La longue route de l’apprentissage

Mi-mai, j’ai participé aux Championnats Aquamasters de natation à Marmaris en Turquie. Comme je l’avais déjà évoqué brièvement dans un précédent billet (Réussir son premier triathlon), la natation est pour moi un sport relativement nouveau. Bien sûr comme tout enfant suisse, j’ai appris à nager la brasse depuis mon plus jeune âge. J’ai même, pendant deux ans, fait partie du club de sauvetage de ma commune. Mais autant étonnant que cela puisse paraître, je n’ai jamais appris à nager le style libre (que nous appelons tous le crawl).
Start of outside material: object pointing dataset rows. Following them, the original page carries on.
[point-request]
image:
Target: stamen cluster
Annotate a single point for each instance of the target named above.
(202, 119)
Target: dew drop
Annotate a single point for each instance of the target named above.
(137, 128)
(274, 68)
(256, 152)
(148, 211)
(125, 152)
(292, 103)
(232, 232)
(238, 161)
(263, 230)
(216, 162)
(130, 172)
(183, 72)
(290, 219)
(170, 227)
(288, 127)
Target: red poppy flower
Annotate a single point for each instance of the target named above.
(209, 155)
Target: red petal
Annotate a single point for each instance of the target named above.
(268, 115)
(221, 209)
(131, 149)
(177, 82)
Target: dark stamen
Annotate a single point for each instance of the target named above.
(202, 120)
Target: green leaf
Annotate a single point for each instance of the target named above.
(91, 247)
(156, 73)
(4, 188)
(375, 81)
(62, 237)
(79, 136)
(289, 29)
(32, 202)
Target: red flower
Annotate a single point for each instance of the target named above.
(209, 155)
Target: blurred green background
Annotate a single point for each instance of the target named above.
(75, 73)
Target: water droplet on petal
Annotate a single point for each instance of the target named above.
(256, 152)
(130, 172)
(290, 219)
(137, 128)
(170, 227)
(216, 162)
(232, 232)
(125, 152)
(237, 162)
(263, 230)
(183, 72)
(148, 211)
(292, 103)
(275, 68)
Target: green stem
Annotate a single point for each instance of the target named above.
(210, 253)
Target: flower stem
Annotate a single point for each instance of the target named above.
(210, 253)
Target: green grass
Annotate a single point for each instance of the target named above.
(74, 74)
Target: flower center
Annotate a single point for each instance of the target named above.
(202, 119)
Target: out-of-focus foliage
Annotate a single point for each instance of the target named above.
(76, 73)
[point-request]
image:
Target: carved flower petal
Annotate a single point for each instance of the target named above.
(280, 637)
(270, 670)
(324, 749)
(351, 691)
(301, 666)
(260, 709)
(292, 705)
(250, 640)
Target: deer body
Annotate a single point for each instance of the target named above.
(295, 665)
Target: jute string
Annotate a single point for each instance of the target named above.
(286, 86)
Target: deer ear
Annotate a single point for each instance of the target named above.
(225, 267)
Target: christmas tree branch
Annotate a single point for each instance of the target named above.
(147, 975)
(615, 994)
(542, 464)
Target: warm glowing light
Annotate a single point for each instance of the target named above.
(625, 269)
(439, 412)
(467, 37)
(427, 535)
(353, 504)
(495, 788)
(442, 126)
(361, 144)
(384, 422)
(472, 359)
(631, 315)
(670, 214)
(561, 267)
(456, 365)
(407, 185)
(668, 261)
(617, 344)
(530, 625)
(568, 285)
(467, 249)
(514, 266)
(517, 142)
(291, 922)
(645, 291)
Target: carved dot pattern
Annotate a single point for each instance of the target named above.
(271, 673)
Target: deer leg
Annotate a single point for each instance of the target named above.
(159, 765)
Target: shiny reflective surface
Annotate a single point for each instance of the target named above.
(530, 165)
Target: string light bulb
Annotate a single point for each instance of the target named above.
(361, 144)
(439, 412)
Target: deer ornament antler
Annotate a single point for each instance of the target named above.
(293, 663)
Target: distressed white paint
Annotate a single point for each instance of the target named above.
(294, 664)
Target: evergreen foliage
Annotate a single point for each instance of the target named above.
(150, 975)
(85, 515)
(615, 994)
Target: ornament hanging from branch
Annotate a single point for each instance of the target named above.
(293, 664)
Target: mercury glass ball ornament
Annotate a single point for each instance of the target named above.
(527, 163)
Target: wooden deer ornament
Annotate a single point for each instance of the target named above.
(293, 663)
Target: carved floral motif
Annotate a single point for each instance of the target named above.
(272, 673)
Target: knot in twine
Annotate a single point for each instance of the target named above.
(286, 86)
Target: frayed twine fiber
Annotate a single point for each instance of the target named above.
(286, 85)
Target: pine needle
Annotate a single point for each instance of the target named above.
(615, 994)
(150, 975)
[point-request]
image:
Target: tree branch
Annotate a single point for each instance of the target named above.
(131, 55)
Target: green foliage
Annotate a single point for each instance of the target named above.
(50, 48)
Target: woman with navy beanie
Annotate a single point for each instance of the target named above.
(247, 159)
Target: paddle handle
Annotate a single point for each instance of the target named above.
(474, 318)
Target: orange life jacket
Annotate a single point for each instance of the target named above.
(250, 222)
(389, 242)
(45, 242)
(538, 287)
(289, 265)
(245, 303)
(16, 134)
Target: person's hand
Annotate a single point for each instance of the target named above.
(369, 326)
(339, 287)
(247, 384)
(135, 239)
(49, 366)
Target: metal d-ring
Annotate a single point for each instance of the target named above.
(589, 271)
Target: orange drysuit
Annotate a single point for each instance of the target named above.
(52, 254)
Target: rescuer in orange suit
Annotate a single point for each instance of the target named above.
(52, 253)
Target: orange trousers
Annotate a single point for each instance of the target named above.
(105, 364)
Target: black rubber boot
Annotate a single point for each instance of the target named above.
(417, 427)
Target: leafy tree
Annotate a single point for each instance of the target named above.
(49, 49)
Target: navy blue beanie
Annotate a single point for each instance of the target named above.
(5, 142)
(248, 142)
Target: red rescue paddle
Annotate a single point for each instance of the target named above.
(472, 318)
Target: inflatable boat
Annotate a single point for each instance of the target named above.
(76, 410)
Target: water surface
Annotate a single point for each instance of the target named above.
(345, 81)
L’an dernier quand j’ai passé de la course à pied au triathlon (Le passage de la course à pied au triathlon), j’ai vite compris que si je n’apprenais pas à nager en style libre, j’allais perdre un temps et une énergie considérable durant les compétitions de triathlon. La première fois que je suis allée à la piscine, je pouvais au grand maximum nager 150 mètres en crawl. Et ensuite un sentiment de suffocation et d’étouffement s’emparait de moi. Quand ça ne tournait pas à la panique. J’ai eu la chance de travailler durant trois ans comme guide de plongée et photographe sous-marin au Sud de la Turquie, donc j’étais totalement sûre que je n’avais pas peur de l’eau. Je pouvais également nager les bassins sans les compter en brasse coulée. Mais nager le crawl semblait tout simplement mission impossible.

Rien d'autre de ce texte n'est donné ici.